Menteri ESDM Bahlil Lahadalia (Istimewa)
JawaPos.com - Eskalasi konflik di Timur Tengah antara Iran melawan Israel-Amerika Serikat (AS) memberikan goncangan tersendiri bagi kebutuhan energi tanah air. Sebab, Indonesia masih memerlukan impor untuk memenuhi kebutuhan dalam negeri.
Menteri Energi dan Sumber Daya Mineral (ESDM), Bahlil Lahadalia, menegaskan bahwa bahan bakar minyak (BBM) jenis bensin masih mengalami ketergantungan akan impor dengan angka 50 persen, meskipun sebagian telah bisa dipenuhi oleh produksi dalam negeri.
“BBM berbentuk bensin sebagian 50 persen kita masih impor, sebagian kita dalam negeri, tetapi kita sudah mencari alternatif-alternatifnya termasuk crude-nya,” kata Bahlil di Jawa Tengah, Kamis (26/3).

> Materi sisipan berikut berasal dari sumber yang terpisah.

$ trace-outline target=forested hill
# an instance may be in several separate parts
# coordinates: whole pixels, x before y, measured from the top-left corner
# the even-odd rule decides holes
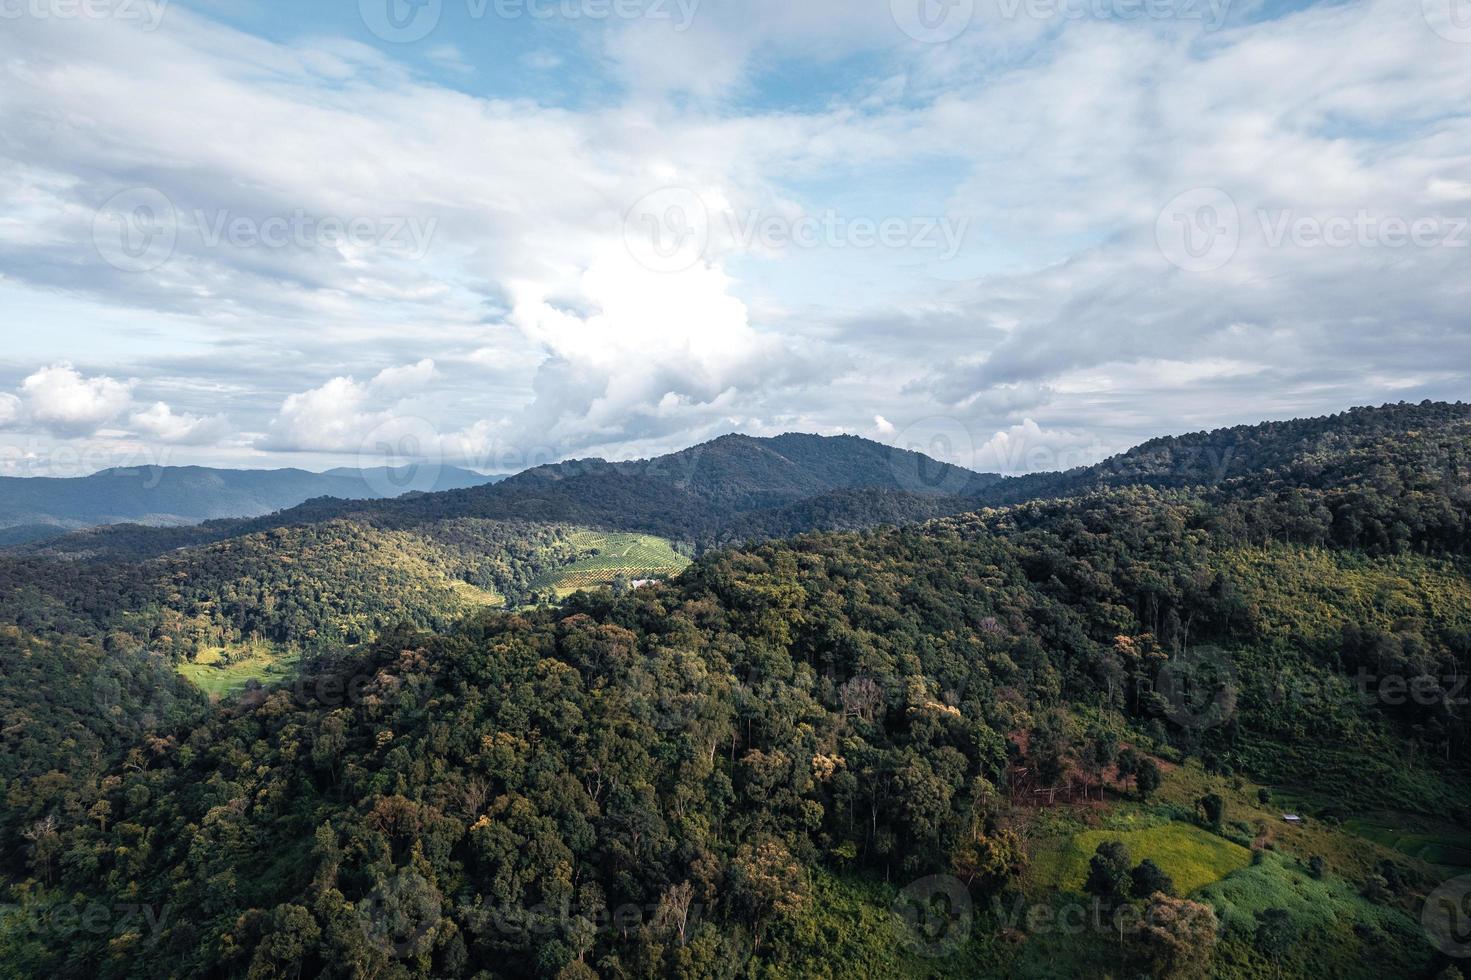
[[[314,497],[372,499],[480,486],[494,479],[454,467],[309,473],[139,466],[66,479],[0,477],[0,528],[33,529],[31,534],[39,537],[46,527],[191,524],[270,514]]]
[[[1154,439],[1094,466],[1007,478],[852,436],[726,436],[651,460],[542,466],[493,486],[393,500],[321,498],[248,521],[163,531],[101,528],[12,550],[144,558],[344,517],[393,529],[464,517],[554,522],[729,546],[804,531],[915,523],[1111,487],[1256,495],[1382,482],[1396,467],[1416,480],[1443,479],[1464,458],[1468,425],[1471,405],[1459,402],[1356,408]]]
[[[206,522],[154,532],[98,528],[39,545],[29,553],[146,558],[176,548],[277,527],[350,517],[409,529],[447,519],[568,523],[645,531],[701,544],[754,536],[908,523],[974,506],[999,477],[972,473],[920,453],[855,436],[725,436],[648,460],[570,460],[494,485],[393,500],[319,498],[268,517]],[[811,502],[811,506],[804,504]],[[769,521],[763,515],[771,515]],[[743,538],[740,540],[744,540]]]
[[[1471,468],[1464,419],[1426,415],[1332,449],[1289,435],[1261,492],[1113,488],[712,552],[621,596],[396,631],[213,710],[172,689],[143,710],[136,665],[98,697],[55,664],[125,650],[0,632],[26,720],[0,756],[0,960],[1457,976],[1421,911],[1467,858],[1364,822],[1439,842],[1471,820]],[[1322,485],[1280,475],[1308,465]],[[906,930],[935,898],[964,916]],[[93,906],[147,915],[53,940],[58,909]],[[1068,908],[1101,925],[1058,926]]]
[[[1151,439],[1094,466],[998,481],[984,496],[987,503],[999,505],[1121,486],[1224,485],[1246,493],[1323,487],[1392,468],[1394,461],[1406,461],[1406,452],[1436,457],[1410,461],[1416,472],[1443,473],[1464,461],[1468,426],[1471,404],[1463,402],[1354,408],[1318,418]],[[1435,438],[1427,442],[1422,435]]]

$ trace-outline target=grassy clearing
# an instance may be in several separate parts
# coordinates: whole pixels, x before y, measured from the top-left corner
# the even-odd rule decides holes
[[[211,698],[228,697],[245,690],[252,680],[262,684],[286,680],[296,673],[300,654],[275,650],[265,644],[214,647],[192,663],[179,665],[179,673]]]
[[[1345,820],[1343,829],[1434,865],[1449,877],[1471,872],[1471,830],[1465,827],[1384,811]]]
[[[531,583],[533,589],[554,589],[559,598],[612,585],[620,575],[629,579],[668,578],[689,566],[663,538],[651,534],[608,534],[579,531],[572,543],[585,557],[547,572]]]
[[[1199,827],[1171,821],[1136,830],[1087,830],[1036,854],[1029,887],[1081,892],[1088,861],[1104,841],[1122,841],[1137,863],[1149,858],[1188,895],[1251,864],[1251,852]]]
[[[1314,879],[1280,854],[1264,854],[1261,863],[1207,885],[1195,898],[1212,905],[1221,922],[1217,972],[1223,976],[1415,976],[1432,953],[1413,916],[1369,902],[1336,875]],[[1273,972],[1262,971],[1260,957],[1251,955],[1267,909],[1285,910],[1299,940],[1272,964]],[[1237,968],[1227,968],[1233,960]]]

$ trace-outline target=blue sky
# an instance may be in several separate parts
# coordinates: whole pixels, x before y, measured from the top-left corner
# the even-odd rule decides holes
[[[1461,398],[1468,6],[22,0],[0,472]]]

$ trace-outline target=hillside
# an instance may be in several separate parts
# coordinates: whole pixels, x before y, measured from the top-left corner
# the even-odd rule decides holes
[[[433,492],[494,482],[454,467],[365,470],[222,470],[200,466],[108,469],[91,476],[0,477],[0,529],[76,529],[102,524],[193,524],[257,517],[310,500],[367,500],[410,491]]]
[[[494,485],[397,499],[313,499],[250,520],[154,531],[130,525],[20,543],[20,554],[139,559],[277,527],[352,518],[412,528],[474,517],[641,531],[700,547],[814,530],[910,524],[982,506],[1152,486],[1260,495],[1349,486],[1394,471],[1464,466],[1471,405],[1356,408],[1338,415],[1170,436],[1093,466],[1020,477],[977,474],[854,436],[726,436],[628,463],[573,460]],[[1421,440],[1405,434],[1430,434]],[[1428,454],[1411,458],[1407,454]],[[1442,477],[1436,477],[1441,479]]]
[[[61,977],[1435,976],[1421,910],[1471,819],[1471,471],[1456,420],[1394,440],[1379,468],[1321,454],[1324,486],[713,552],[390,632],[65,776],[38,743],[0,823],[13,921],[155,911],[0,952]]]

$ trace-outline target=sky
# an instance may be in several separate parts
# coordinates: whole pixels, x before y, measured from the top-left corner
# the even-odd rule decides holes
[[[1471,0],[0,0],[0,474],[1464,399]]]

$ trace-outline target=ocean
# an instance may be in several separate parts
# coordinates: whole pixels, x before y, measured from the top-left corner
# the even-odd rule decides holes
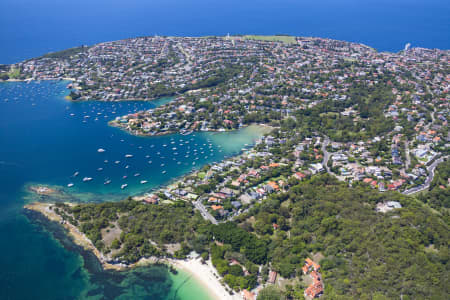
[[[236,155],[262,129],[132,136],[107,122],[171,99],[75,103],[64,99],[67,84],[0,83],[0,299],[209,299],[189,274],[173,275],[161,266],[102,271],[60,226],[24,213],[24,204],[40,200],[28,187],[55,186],[65,192],[65,201],[118,201]]]
[[[2,0],[0,63],[137,36],[290,34],[449,49],[445,0]]]

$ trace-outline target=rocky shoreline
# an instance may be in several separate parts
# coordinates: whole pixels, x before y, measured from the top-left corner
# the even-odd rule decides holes
[[[71,203],[66,203],[73,205]],[[206,289],[213,299],[237,300],[237,294],[230,295],[220,282],[220,276],[210,261],[202,263],[199,258],[177,260],[170,258],[141,258],[138,262],[112,264],[95,248],[92,242],[74,225],[63,221],[62,217],[53,211],[51,203],[34,202],[24,206],[24,214],[30,221],[52,233],[64,248],[79,253],[88,272],[99,278],[118,276],[121,272],[131,271],[137,267],[159,266],[167,268],[168,272],[184,270],[190,273]],[[106,272],[106,274],[104,274]],[[113,273],[110,273],[113,272]]]

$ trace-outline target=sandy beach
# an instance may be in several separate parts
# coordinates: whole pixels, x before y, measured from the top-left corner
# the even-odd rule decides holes
[[[71,205],[70,203],[67,203]],[[225,287],[220,283],[220,276],[218,275],[216,269],[213,267],[211,261],[207,261],[205,264],[202,264],[201,258],[190,258],[186,260],[177,260],[177,259],[159,259],[159,258],[142,258],[138,262],[131,265],[122,265],[122,264],[110,264],[107,262],[107,259],[103,256],[97,248],[94,247],[92,242],[86,237],[86,235],[78,230],[74,225],[68,222],[62,222],[62,218],[60,215],[55,213],[53,209],[50,207],[53,204],[51,203],[41,203],[35,202],[31,204],[27,204],[24,206],[25,209],[33,210],[40,212],[47,219],[55,222],[59,222],[64,226],[69,234],[72,236],[74,242],[83,247],[86,250],[92,251],[98,260],[101,262],[104,269],[109,270],[125,270],[129,268],[133,268],[136,266],[145,266],[152,263],[167,263],[174,266],[177,269],[183,270],[192,274],[192,276],[208,291],[211,295],[211,298],[218,300],[239,300],[242,299],[239,295],[230,295]]]
[[[230,295],[225,287],[220,283],[219,275],[213,267],[211,260],[202,264],[201,258],[191,258],[188,260],[170,259],[168,262],[177,269],[184,270],[192,274],[200,282],[214,299],[220,300],[242,300],[239,295]]]

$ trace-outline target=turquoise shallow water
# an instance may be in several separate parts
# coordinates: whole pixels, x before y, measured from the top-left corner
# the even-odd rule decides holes
[[[66,85],[0,84],[0,299],[192,299],[193,291],[197,299],[208,299],[186,274],[174,276],[162,267],[100,271],[59,226],[24,215],[26,186],[59,186],[73,201],[116,201],[235,155],[261,131],[135,137],[107,121],[170,99],[71,103],[64,100]],[[99,148],[106,151],[99,153]],[[79,175],[73,177],[75,172]],[[83,182],[84,177],[93,180]],[[111,183],[105,185],[106,179]],[[122,190],[124,183],[128,187]]]

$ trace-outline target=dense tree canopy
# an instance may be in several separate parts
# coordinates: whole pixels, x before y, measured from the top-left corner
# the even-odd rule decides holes
[[[382,214],[381,201],[403,208]],[[313,177],[272,197],[250,215],[257,226],[289,219],[268,233],[269,260],[284,277],[299,275],[303,259],[320,252],[326,299],[444,299],[448,295],[448,225],[427,207],[399,193],[347,188],[334,177]],[[247,222],[247,216],[241,222]],[[288,234],[287,234],[288,233]]]
[[[445,166],[438,170],[442,178],[448,176]],[[424,202],[436,196],[427,197]],[[386,201],[398,201],[402,208],[376,212],[376,204]],[[254,287],[268,266],[284,278],[300,277],[304,259],[318,254],[324,299],[445,299],[450,293],[449,226],[442,214],[413,197],[357,184],[349,188],[330,175],[296,182],[288,192],[219,225],[204,221],[185,202],[126,200],[57,209],[99,249],[116,250],[122,261],[168,255],[165,245],[174,243],[180,245],[175,257],[195,250],[207,258],[209,252],[235,290]],[[114,226],[122,231],[120,238],[104,245],[102,230]],[[301,285],[283,293],[296,298]]]

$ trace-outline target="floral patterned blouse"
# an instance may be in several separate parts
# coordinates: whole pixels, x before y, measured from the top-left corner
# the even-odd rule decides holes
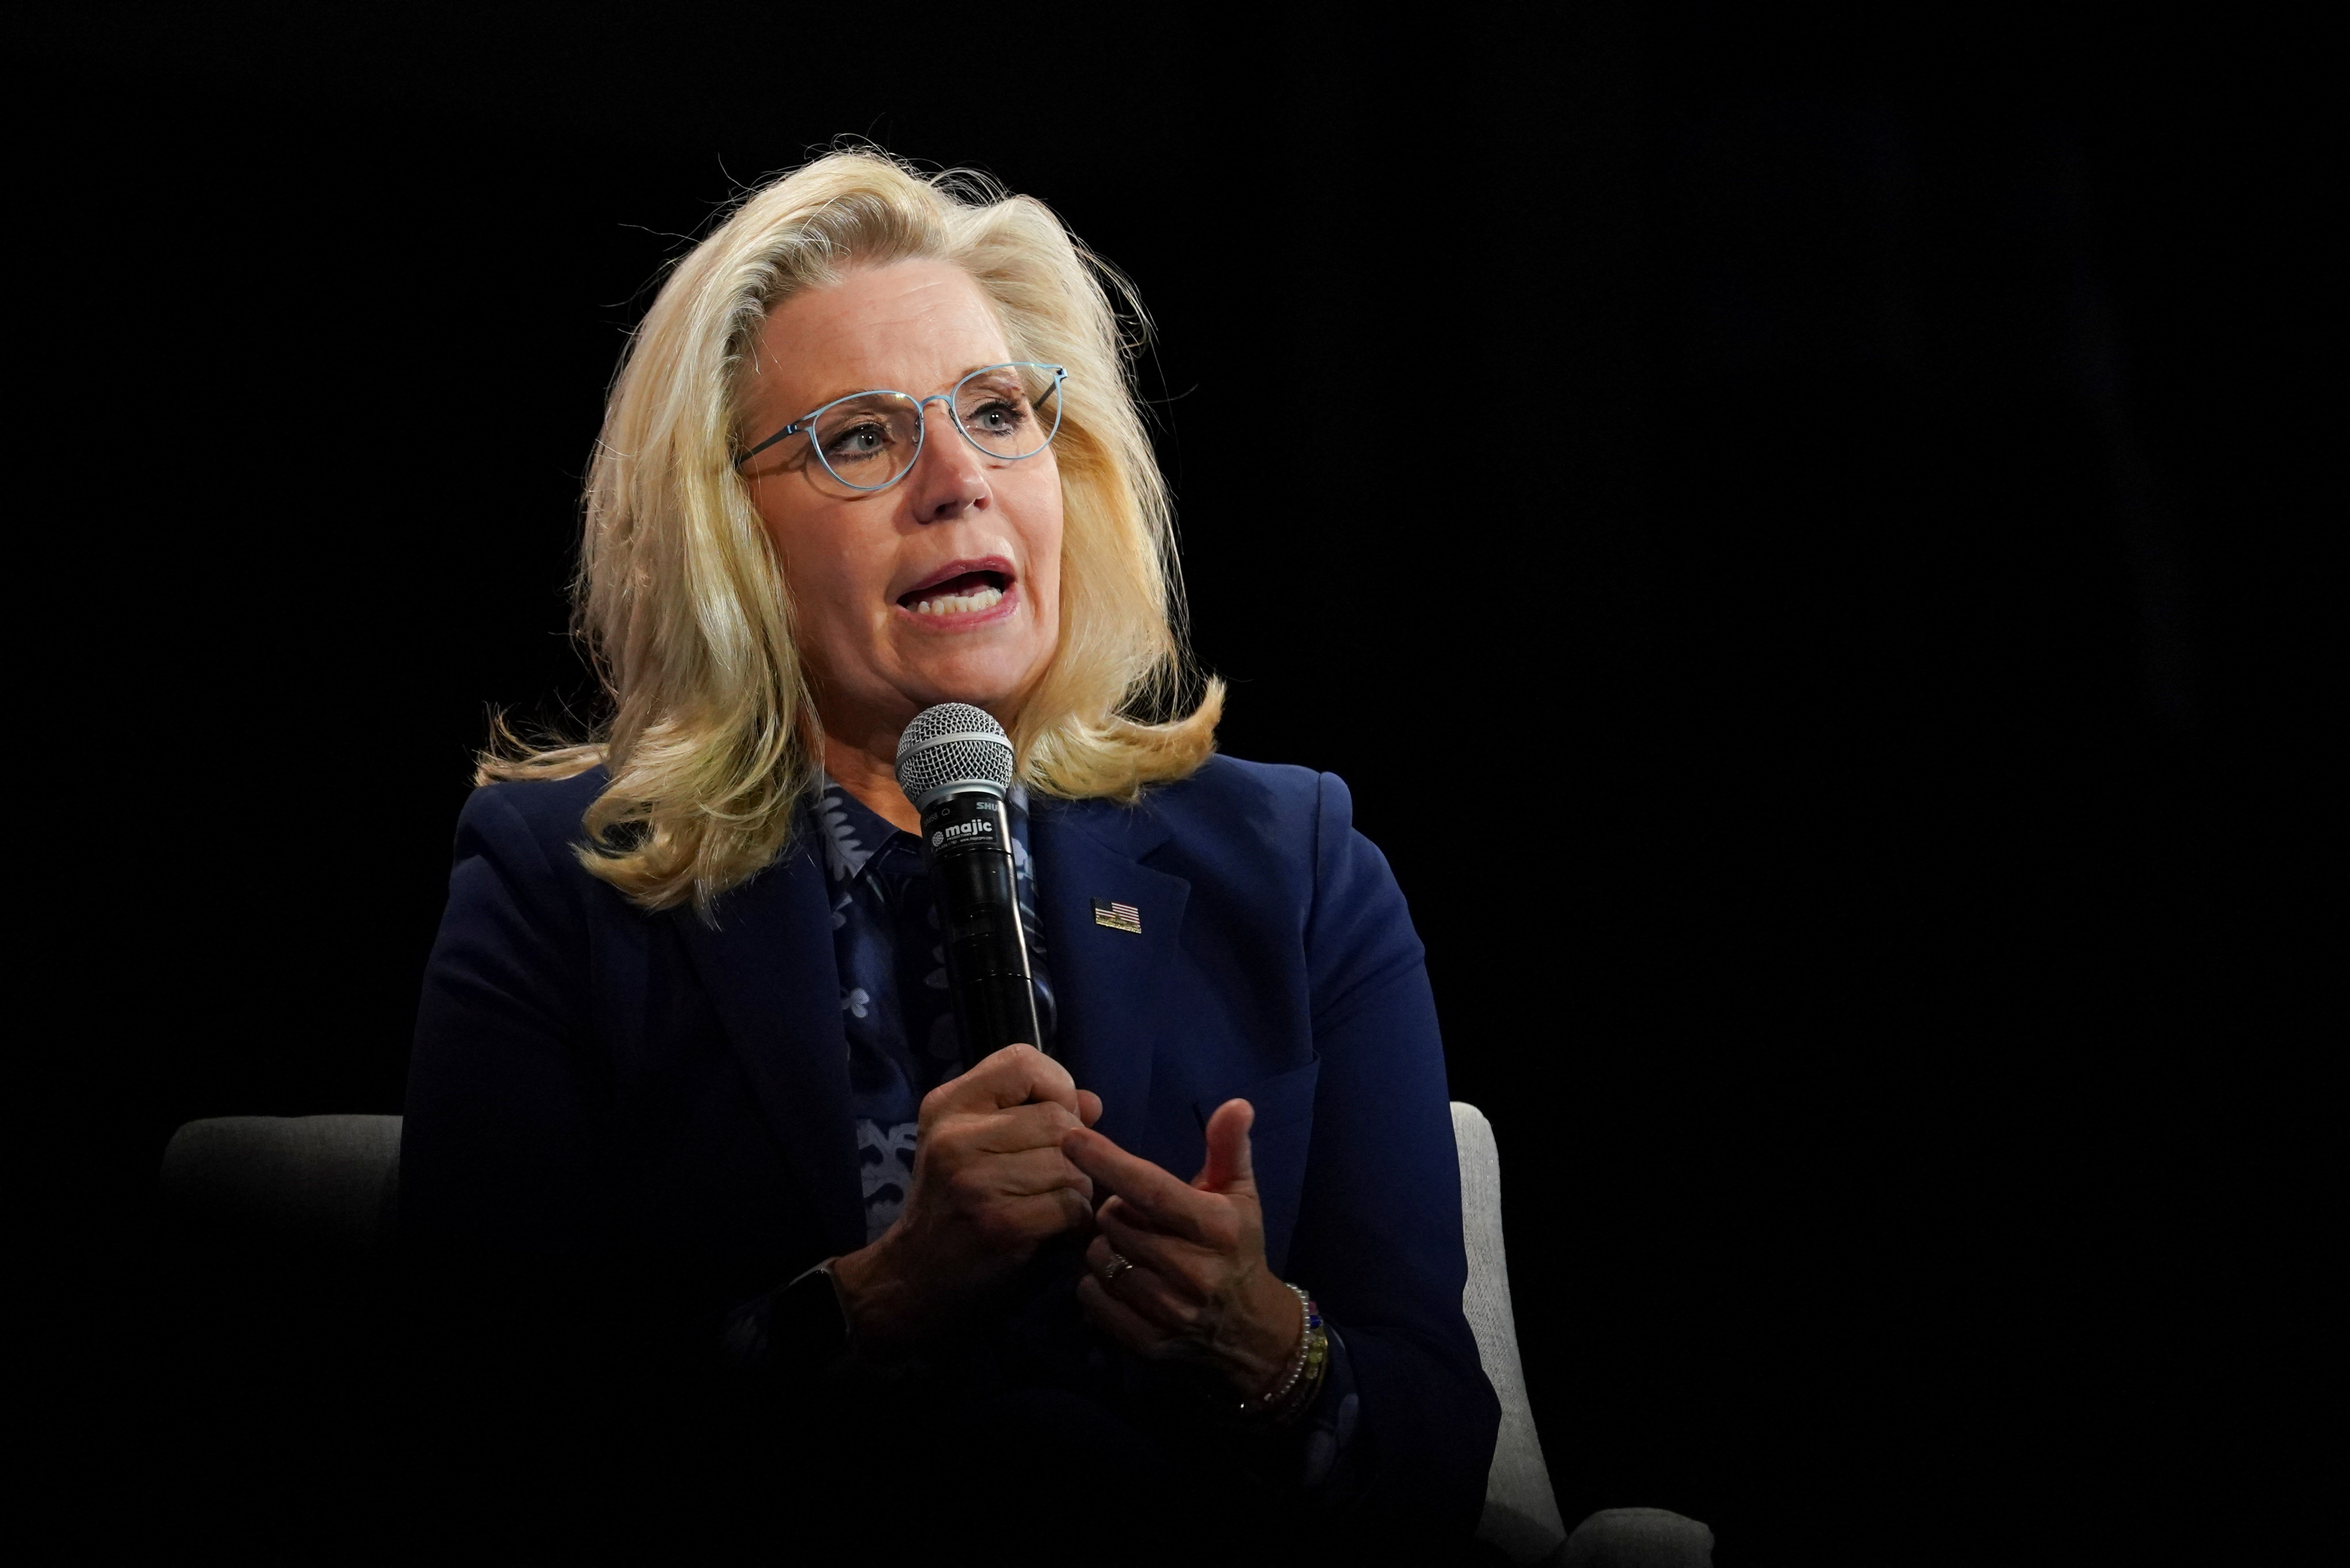
[[[1028,793],[1012,786],[1012,867],[1020,927],[1045,1026],[1037,1048],[1051,1054],[1053,981],[1036,919],[1035,863],[1028,855]],[[962,1034],[947,995],[938,906],[922,868],[922,846],[830,779],[816,798],[825,877],[832,892],[832,951],[840,971],[840,1023],[848,1036],[849,1115],[865,1189],[865,1239],[906,1206],[913,1182],[914,1131],[922,1096],[963,1070]]]

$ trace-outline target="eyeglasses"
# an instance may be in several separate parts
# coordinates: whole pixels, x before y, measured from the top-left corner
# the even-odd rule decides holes
[[[910,392],[851,392],[802,414],[734,460],[744,463],[802,431],[827,473],[851,490],[887,490],[912,472],[922,455],[923,415],[944,403],[962,439],[989,457],[1017,462],[1034,457],[1061,429],[1061,383],[1069,372],[1059,365],[1023,360],[983,365],[952,389],[927,398]]]

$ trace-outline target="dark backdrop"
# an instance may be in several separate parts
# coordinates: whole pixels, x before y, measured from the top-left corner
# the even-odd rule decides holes
[[[2301,1489],[2293,41],[1428,20],[33,26],[19,789],[93,1070],[30,1119],[104,1408],[172,1128],[398,1107],[485,714],[593,711],[625,334],[847,133],[1155,313],[1226,748],[1344,774],[1411,898],[1570,1521],[2139,1561]]]

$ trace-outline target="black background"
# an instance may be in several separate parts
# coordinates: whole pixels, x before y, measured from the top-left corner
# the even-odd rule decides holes
[[[486,712],[592,714],[624,336],[849,134],[1150,306],[1225,748],[1343,774],[1412,900],[1570,1522],[2119,1562],[2290,1504],[2316,117],[2297,40],[2057,15],[34,24],[17,785],[74,1082],[28,1190],[105,1331],[44,1353],[76,1403],[140,1418],[173,1127],[398,1107]]]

Sementara itu, kebutuhan impor akan LPG untuk memenuhi kebutuhan dalam negeri juga signifikan dengan angka sekitar 70 persen. Meski begitu, Bahlil yakin kondisi ini akan teratasi.
“LPG kita masih impor kurang lebih sekitar 70 persen dari total kebutuhan kita. Tapi saya yakinkan kepada Bapak/Ibu semua, insyaAllah kita juga dalam kondisi yang sampai dengan beberapa hari itu insyaAllah dalam kondisi yang baik,” jelasnya.
Di sisi lain, ia meminta dukungan dari masyarakat Indonesia untuk menggunakan energi dengan bijak dan hemat. Contohnya yakni penghematan saat menggunakan LPG untuk memasak agar gas tidak boros.
“Contoh katakanlah kalau masak pakai LPG, kalau masakannya udah masak jangan kompornya boros. Karena ini kita harus betul-betul meminta bantuan rakyat untuk kita bersama-sama dalam memakai energi yang bijaksana. Kalau ini mampu kita lakukan bersama-sama, insyaallah energi kita ke depan akan semakin baik,” tukas dia.
Di sisi lain, ia menegaskan bahwa pemerintah akan mencari sumber minyak dari sejumlah negara demi pasokan energi dalam negeri tetap stabil. Langkah ini sendiri merupakan arahan langsung dari Presiden Prabowo Subianto.